Due to American involvement in World War II, strains were placed on housing near industrial sites. The Mutual Ownership Defense Housing Division of the FWA assessed the availability of housing for defense-related workers. In areas where production might be threatened by scarce labor due to housing shortages, the DDH made recommendations that housing be built.

===World War II and construction===
Based on recommendations by the Defense Housing Division and approval by President Roosevelt, the FWA commissioned Aluminum City Terrace as part of a plan to bring some 5000 new units to Pittsburgh and the surrounding area. An increase in employees at plants near New Kensington had created a particularly accute housing shortage, with vacancy rates as low as 0.6%, necessitating new units.

Alcoa, New Kensington's primary employer, expressed skepticism over FWA plans for Aluminum City Terrace due to fears the development's emphasis of social components could render unionization efforts among its employees easier. Industrial concerns at the time also preferred that their employees purchase housing, rather than rent, as it tethered them financially and geographically to the plant, so reducing overturn. As plans were released, locals, including New Kensington mayoral candidate and real estate owner W.C. Wally, opposed the development as they resented its intrusion into the local real estate market. Wally and others opposed it based on aesthetic grounds as well. Wally dismissed the project as "chicken coops" but despite winning the mayoral race and did not succeed in preventing its construction. He did, however, renege on a promise by the previous mayor to finance a new road to make accessing Aluminum City Terrace easier, and to date the road has not been built.

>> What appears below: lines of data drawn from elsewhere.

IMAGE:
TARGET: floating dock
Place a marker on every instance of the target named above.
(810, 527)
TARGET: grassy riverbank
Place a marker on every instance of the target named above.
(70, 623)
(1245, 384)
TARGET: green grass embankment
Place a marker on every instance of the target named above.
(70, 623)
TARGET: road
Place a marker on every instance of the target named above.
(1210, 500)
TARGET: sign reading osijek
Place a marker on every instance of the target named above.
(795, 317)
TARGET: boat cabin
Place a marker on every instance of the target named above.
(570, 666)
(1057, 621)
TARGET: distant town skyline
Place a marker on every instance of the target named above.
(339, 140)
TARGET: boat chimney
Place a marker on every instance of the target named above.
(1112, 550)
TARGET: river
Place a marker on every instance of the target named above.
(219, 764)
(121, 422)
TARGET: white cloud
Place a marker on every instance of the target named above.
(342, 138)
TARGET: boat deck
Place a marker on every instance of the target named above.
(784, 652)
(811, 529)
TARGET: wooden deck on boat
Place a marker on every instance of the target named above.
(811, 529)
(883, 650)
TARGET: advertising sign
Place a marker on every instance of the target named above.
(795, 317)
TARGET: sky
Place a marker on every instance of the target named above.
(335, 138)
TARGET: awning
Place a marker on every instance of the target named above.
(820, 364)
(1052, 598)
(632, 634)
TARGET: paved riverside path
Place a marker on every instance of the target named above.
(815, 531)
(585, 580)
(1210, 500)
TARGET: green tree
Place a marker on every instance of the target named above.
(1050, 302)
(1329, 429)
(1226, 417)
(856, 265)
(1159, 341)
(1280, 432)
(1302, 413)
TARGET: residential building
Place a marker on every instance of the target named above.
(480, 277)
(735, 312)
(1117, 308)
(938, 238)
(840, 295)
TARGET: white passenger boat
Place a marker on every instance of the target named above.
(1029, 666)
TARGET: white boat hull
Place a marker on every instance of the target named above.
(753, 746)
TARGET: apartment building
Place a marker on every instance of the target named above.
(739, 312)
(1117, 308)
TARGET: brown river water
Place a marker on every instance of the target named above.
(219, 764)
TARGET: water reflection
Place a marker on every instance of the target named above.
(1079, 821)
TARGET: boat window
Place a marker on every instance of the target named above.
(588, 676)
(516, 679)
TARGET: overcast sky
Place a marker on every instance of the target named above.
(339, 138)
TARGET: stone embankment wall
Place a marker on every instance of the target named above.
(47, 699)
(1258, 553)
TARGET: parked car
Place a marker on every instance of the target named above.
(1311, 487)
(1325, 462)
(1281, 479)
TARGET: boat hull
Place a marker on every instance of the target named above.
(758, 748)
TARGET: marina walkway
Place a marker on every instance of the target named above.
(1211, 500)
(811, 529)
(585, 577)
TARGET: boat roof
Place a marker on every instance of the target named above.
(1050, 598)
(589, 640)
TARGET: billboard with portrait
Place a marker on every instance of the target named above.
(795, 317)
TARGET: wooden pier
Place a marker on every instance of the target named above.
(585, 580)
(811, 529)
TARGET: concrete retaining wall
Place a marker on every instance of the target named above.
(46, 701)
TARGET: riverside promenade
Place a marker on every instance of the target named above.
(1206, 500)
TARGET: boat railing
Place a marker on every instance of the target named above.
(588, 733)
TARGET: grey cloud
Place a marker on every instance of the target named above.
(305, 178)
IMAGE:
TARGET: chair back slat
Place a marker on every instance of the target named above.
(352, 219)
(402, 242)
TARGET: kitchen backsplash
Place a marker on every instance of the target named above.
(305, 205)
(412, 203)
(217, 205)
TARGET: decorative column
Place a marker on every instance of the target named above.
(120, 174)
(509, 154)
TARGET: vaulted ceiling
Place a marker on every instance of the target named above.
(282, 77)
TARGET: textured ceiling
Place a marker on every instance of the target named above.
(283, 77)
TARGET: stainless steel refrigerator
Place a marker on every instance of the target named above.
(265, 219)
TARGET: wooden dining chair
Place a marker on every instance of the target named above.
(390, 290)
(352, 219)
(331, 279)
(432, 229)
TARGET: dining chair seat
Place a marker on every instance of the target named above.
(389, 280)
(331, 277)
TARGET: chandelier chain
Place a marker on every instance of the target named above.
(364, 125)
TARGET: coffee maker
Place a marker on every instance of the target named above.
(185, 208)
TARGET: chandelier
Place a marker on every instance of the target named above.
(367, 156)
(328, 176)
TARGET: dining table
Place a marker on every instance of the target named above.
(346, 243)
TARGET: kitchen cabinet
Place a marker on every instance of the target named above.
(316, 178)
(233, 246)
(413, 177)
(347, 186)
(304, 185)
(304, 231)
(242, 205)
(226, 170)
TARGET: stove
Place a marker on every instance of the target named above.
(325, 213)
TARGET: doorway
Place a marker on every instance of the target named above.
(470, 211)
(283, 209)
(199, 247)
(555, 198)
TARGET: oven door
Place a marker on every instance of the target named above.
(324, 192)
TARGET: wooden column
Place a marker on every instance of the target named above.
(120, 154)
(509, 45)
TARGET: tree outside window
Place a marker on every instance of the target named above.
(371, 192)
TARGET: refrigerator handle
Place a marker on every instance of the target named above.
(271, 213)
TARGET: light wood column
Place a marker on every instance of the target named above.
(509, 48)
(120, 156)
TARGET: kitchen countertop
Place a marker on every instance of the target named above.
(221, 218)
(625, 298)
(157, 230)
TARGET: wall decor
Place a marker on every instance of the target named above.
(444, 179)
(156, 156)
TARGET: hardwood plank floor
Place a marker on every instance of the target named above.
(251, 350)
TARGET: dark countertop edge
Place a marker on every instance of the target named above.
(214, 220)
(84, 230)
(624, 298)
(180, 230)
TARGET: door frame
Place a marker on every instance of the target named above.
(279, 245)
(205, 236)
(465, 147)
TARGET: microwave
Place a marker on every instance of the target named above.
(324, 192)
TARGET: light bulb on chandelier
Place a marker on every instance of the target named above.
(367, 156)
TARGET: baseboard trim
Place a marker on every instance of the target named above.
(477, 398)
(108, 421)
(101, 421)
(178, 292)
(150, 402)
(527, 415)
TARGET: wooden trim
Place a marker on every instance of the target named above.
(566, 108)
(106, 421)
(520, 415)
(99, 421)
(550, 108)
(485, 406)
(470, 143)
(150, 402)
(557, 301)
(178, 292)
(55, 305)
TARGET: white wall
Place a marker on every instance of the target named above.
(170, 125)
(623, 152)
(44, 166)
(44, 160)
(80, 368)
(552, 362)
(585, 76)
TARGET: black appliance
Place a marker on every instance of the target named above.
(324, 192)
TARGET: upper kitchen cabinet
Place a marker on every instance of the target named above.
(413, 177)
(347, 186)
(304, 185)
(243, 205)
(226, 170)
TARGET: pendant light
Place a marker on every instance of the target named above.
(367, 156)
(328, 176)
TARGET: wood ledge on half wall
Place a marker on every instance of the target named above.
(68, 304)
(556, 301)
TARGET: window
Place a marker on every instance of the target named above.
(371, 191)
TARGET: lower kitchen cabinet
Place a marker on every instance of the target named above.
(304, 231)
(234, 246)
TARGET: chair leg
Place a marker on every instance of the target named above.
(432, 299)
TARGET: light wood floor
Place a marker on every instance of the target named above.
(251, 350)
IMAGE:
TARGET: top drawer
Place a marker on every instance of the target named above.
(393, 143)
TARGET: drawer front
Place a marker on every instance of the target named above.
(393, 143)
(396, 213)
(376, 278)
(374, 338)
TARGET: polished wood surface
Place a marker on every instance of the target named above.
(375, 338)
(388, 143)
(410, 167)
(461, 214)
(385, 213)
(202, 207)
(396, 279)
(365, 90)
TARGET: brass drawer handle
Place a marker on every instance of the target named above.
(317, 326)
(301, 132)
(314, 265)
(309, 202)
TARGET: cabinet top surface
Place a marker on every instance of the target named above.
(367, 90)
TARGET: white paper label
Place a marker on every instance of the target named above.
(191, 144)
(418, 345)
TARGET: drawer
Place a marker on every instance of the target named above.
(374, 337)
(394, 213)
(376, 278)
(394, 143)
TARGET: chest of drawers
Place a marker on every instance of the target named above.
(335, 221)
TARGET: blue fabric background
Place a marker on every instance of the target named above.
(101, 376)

To accelerate construction, components of the development were standardized to accelerate. A compressed timeline meant Gropius could not prepare using larger-scale offsite prefabrication for ACT, an approach he had experimented with in Germany. After construction, workers were skeptical about the housing, as it did not accommodate oversized kitchen appliances and furniture. Additionally, a stigma developed around the complex, with some referring to it as "the project" due to the government's involvement in its construction. However, the housing did successfully foster a sense of community, partially due to programming at the now-defunct community center.

===After World War II===
Both residents of ACT and New Kensington worried that the end of World War II would mean the sale of the complex to a private company, or its conversion to low-income, government-supported housing. Residents of the complex instead lobbied the Housing and Home Finance Agency to purchase the complex and convert it to a co-op. After gaining enough support, residents were successful, and purchased the complex in 1948. Funds for the down payment came from selling shares in the co-op, and a bank financed the rest.

The community is still extant as a co-op today, and remains affordable, with monthly fees ranging from $360 and $380.

==Design==
The buildings are well-preserved relative to other instances of Bauhaus and Modernist architecture.